我正在使用的分析軟體在 1 個 csv 檔案中輸出多組結果,并用 2 個空行分隔這些組。我想將結果分組,以便我可以分別分析它們。
我確定python(或其中一個庫)中有一個內置函式可以執行此操作,我嘗試了在某處找到的這段代碼,但它似乎不起作用。
import csv
results = open('03_12_velocity_y.csv').read().split("\n\n")
# Feed first csv.reader
first_csv = csv.reader(results[0], delimiter=',')
# Feed second csv.reader
second_csv = csv.reader(results[1], delimiter=',')
uj5u.com熱心網友回復:
如果您的行數在各組之間不一致,您將需要一個小狀態機來檢查您何時在組之間并對最后一組進行操作。
#!/usr/bin/env python3
import csv
def write_group(group, i):
with open(f"group_{i}.csv", "w", newline="") as out_f:
csv.writer(out_f).writerows(group)
with open("input.csv", newline="") as f:
reader = csv.reader(f)
group_i = 1
group = []
last_row = []
for row in reader:
if row == [] and last_row == [] and group != []:
write_group(group, group_i)
group = []
group_i = 1
continue
if row == []:
last_row = row
continue
group.append(row)
last_row = row
# flush remaining group
if group != []:
write_group(group, group_i)
我模擬了這個示例 CSV:
g1r1c1,g1r1c2,g1r1c3
g1r2c1,g1r2c2,g1r2c3
g1r3c1,g1r3c2,g1r3c3
g2r1c1,g2r1c2,g2r1c3
g2r2c1,g2r2c2,g2r2c3
g3r1c1,g3r1c2,g3r1c3
g3r2c1,g3r2c2,g3r2c3
g3r3c1,g3r3c2,g3r3c3
g3r4c1,g3r4c2,g3r4c3
g3r5c1,g3r5c2,g3r5c3
當我運行上面的程式時,我得到三個 CSV 檔案:
group_1.csv
g1r1c1,g1r1c2,g1r1c3
g1r2c1,g1r2c2,g1r2c3
g1r3c1,g1r3c2,g1r3c3
group_2.csv
g2r1c1,g2r1c2,g2r1c3
g2r2c1,g2r2c2,g2r2c3
group_3.csv
g3r1c1,g3r1c2,g3r1c3
g3r2c1,g3r2c2,g3r2c3
g3r3c1,g3r3c2,g3r3c3
g3r4c1,g3r4c2,g3r4c3
g3r5c1,g3r5c2,g3r5c3
uj5u.com熱心網友回復:
如果您的行數是一致的,您可以使用相當普通的 Python 或使用 Pandas 庫來做到這一點。
香草蟒
- 定義您的組大小和組之間的中斷大小(以“行”為單位)。
- 回圈遍歷所有行,將每一行添加到一個組累加器。
- 當組累加器達到預定義的組大小時,對其進行處理,重置累加器,然后跳過中斷大小行。
在這里,我將每個組寫入其自己的編號檔案:
import csv
group_sz = 5
break_sz = 2
def write_group(group, i):
with open(f"group_{i}.csv", "w", newline="") as f_out:
csv.writer(f_out).writerows(group)
with open("input.csv", newline="") as f_in:
reader = csv.reader(f_in)
group_i = 1
group = []
for row in reader:
group.append(row)
if len(group) == group_sz:
write_group(group, group_i)
group_i = 1
group = []
for _ in range(break_sz):
try:
next(reader)
except StopIteration: # gracefully ignore an expected StopIteration (at the end of the file)
break
group_1.csv
g1r1c1,g1r1c2,g1r1c3
g1r2c1,g1r2c2,g1r2c3
g1r3c1,g1r3c2,g1r3c3
g1r4c1,g1r4c2,g1r4c3
g1r5c1,g1r5c2,g1r5c3
與熊貓
我是 Pandas 的新手,邊走邊學,但看起來 Pandas 會自動從一大塊資料^1中修剪空白行/記錄。

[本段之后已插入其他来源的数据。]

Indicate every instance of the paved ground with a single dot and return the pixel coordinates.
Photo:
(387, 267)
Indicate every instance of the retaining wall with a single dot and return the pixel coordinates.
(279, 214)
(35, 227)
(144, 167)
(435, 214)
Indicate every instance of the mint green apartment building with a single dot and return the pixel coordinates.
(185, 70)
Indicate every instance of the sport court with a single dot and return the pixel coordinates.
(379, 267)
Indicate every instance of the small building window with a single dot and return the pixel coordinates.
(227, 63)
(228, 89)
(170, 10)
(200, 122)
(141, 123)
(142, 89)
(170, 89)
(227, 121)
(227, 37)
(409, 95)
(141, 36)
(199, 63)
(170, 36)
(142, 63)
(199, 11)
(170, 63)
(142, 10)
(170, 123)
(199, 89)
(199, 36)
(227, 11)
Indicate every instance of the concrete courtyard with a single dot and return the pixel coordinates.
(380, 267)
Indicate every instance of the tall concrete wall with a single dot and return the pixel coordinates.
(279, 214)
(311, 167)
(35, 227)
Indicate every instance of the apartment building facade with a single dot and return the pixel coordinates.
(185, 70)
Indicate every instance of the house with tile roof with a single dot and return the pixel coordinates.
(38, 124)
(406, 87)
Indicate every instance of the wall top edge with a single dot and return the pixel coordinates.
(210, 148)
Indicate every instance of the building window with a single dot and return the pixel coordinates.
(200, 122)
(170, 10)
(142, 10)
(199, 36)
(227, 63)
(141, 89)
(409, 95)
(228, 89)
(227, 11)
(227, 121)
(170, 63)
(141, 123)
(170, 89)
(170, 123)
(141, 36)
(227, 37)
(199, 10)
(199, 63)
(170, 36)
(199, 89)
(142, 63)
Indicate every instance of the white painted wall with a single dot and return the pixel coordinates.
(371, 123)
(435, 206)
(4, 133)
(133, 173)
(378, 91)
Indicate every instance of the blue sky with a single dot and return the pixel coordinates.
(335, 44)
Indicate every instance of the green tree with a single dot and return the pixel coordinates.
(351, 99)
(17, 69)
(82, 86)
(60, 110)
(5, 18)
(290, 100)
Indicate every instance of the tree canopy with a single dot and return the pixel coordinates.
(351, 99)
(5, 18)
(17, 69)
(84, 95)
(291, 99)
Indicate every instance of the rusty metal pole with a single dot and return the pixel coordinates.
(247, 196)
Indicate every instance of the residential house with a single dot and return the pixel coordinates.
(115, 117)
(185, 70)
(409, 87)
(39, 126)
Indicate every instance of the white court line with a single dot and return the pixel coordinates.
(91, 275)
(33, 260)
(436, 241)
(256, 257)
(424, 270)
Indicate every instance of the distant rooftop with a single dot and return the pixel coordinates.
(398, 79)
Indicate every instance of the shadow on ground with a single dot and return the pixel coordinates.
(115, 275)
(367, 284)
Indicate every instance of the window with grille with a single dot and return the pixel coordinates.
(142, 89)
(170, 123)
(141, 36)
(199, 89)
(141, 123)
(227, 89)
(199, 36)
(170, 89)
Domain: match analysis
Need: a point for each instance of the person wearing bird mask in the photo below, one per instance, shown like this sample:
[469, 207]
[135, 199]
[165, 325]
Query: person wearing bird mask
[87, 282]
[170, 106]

考慮到這一點,您需要做的就是指定組的大小,并告訴 Pandas 以“迭代器模式”讀取您的 CSV 檔案,您可以在其中一次請求一大塊(您的組大小)記錄:
import pandas as pd
group_sz = 5
with pd.read_csv("input.csv", header=None, iterator=True) as reader:
i = 1
while True:
try:
df = reader.get_chunk(group_sz)
except StopIteration:
break
df.to_csv(f"group_{i}.csv")
i = 1
Pandas 在寫出 CSV 時會添加一個“ID”列和默認標題:
group_1.csv
,0,1,2
0,g1r1c1,g1r1c2,g1r1c3
1,g1r2c1,g1r2c2,g1r2c3
2,g1r3c1,g1r3c2,g1r3c3
3,g1r4c1,g1r4c2,g1r4c3
4,g1r5c1,g1r5c2,g1r5c3
uj5u.com熱心網友回復:
用你的輸出試試這個:
import pandas as pd
# csv file name to be read in
in_csv = 'input.csv'
# get the number of lines of the csv file to be read
number_lines = sum(1 for row in (open(in_csv)))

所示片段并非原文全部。